Sie ermöglichten, Materialien kennenzulernen, Verfahren nachzuvollziehen und eigene künstlerische Prozesse zu entwickeln. Die Aufzeichnungen dienten der Vermittlung und konnten als Anleitung genutzt werden.

geistreich war damit auch ein Bildungsangebot und ein wirtschaftlich arbeitendes Unternehmen.
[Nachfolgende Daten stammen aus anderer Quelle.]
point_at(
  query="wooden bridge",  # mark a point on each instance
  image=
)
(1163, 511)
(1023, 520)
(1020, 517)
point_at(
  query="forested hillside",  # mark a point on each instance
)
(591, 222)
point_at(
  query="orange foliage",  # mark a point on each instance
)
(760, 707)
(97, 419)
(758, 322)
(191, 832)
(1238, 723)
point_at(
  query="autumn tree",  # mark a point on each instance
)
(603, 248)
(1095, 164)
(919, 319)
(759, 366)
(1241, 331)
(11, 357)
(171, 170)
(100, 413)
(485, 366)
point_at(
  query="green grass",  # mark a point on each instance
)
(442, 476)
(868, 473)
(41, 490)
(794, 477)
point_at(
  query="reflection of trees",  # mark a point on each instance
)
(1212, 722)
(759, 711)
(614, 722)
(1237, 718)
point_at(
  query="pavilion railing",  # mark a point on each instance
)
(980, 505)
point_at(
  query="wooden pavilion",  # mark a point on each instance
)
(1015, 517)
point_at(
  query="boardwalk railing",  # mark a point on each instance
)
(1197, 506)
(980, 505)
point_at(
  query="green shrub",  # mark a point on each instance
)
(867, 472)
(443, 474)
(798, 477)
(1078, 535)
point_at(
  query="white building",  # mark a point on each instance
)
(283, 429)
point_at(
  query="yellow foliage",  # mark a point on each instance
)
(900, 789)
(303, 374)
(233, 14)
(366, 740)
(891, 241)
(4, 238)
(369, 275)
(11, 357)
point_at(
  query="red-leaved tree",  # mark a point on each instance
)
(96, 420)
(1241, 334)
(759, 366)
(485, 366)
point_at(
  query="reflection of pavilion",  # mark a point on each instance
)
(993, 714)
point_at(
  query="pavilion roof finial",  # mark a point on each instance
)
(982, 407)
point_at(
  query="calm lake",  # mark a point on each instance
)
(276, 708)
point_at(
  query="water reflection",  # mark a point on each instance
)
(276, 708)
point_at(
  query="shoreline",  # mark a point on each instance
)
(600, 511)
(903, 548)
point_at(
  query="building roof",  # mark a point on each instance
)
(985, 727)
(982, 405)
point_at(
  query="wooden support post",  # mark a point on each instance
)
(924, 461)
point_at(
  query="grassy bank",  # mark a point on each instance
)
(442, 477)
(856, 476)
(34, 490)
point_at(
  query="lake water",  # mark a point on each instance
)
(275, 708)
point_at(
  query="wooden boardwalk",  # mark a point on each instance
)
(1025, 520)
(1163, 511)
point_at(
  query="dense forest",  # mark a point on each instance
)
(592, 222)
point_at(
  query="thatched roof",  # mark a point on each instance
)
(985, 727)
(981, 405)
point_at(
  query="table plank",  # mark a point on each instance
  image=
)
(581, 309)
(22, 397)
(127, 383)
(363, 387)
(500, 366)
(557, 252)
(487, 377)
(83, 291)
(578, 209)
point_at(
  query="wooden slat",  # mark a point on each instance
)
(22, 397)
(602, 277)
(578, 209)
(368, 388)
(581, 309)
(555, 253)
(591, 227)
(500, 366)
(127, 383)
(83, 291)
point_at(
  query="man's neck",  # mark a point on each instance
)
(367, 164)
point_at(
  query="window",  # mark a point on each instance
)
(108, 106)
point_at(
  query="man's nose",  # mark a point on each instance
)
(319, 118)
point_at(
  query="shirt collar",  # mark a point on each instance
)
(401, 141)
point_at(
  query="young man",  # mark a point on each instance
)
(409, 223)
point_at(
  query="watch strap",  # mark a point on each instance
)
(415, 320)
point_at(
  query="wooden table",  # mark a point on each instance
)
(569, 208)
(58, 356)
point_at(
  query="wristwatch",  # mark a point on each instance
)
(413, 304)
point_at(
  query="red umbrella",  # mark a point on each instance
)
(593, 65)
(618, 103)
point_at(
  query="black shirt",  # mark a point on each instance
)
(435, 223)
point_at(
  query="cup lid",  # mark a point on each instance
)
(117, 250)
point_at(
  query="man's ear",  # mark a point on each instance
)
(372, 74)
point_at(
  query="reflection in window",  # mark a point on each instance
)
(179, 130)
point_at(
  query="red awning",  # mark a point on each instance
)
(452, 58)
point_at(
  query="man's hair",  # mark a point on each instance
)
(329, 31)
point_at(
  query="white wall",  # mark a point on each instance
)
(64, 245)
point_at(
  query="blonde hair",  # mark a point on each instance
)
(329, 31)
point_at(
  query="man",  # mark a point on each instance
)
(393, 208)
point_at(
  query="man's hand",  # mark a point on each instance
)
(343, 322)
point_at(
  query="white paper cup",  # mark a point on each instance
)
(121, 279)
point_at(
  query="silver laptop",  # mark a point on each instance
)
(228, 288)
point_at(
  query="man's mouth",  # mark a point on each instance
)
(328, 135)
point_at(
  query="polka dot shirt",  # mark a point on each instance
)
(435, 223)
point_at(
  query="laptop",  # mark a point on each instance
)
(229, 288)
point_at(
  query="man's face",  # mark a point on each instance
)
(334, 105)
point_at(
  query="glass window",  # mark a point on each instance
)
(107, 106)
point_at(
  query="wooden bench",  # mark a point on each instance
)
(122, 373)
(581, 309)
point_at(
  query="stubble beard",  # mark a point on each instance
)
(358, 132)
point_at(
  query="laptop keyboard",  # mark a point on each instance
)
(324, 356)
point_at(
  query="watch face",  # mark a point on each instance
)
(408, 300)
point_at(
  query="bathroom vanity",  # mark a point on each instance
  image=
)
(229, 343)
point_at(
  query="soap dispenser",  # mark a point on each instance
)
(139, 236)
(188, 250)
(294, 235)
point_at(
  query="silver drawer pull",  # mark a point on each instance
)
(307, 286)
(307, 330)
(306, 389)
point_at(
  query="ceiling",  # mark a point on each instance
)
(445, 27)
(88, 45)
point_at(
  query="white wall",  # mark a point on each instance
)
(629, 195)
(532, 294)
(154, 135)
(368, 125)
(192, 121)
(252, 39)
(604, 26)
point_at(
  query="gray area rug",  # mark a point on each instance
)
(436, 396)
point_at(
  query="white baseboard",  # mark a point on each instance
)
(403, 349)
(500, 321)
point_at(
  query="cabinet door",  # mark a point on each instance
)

Diese Geschichte wird im Archiv nicht verborgen oder nachträglich umbenannt.

Als Archiv

Mit zeitlichem Abstand tritt eine weitere Bedeutung hervor.

Die Aufzeichnungen zeigen nicht nur, wie etwas gemacht wird. Sie bewahren Situationen, in denen Entscheidungen noch offen waren:

Dadurch sind die Aufzeichnungen mehr als historische Kursmaterialien. Sie bilden ein umfangreiches Archiv künstlerischer Vollzüge.

Der Blick von heute

rolla.studio betrachtet geistreich heute aus einer anderen Position.

Die damaligen Kurse werden nicht rückwirkend zu Werken von Steffen Rolla erklärt. Die künstlerischen Handlungen und Arbeiten gehören weiterhin den jeweiligen Lehrenden.

Zum heutigen Werkzusammenhang gehört jedoch die Frage, unter welchen Bedingungen diese Prozesse beobachtet, aufgenommen, ausgewählt, montiert und vermittelt wurden.

Das Archiv wird deshalb gesichtet, technisch aufbereitet, neu geordnet und schrittweise in Archiv-Editionen veröffentlicht.

Archiv ist hier nicht Rückkehr.

Es ist eine neue Form der Zugänglichkeit.

Drei Ebenen

DIE AKADEMIE

Ein Ort der künstlerischen Vermittlung und Veröffentlichung.

DIE AUFZEICHNUNGEN

Ein Bestand aus mehr als 400 dokumentierten Arbeitsprozessen mit über 80 Lehrenden.

DIE ARCHIV-EDITIONEN

Von rolla.studio ausgewählte, technisch aufbereitete und neu geordnete Bestände.

Was bleibt

geistreich gehört zur Vorgeschichte des heutigen Werks von Steffen Rolla.

Hier entstand über viele Jahre eine genaue Beschäftigung mit künstlerischem Handeln: mit Körper, Material, Sprache, Zeit, Entscheidung und Unterbrechung.

Was damals vor allem als Kurs zugänglich wurde, kann heute erneut betrachtet werden:

als Aufzeichnung eines Geschehens, bevor sein Ergebnis feststand.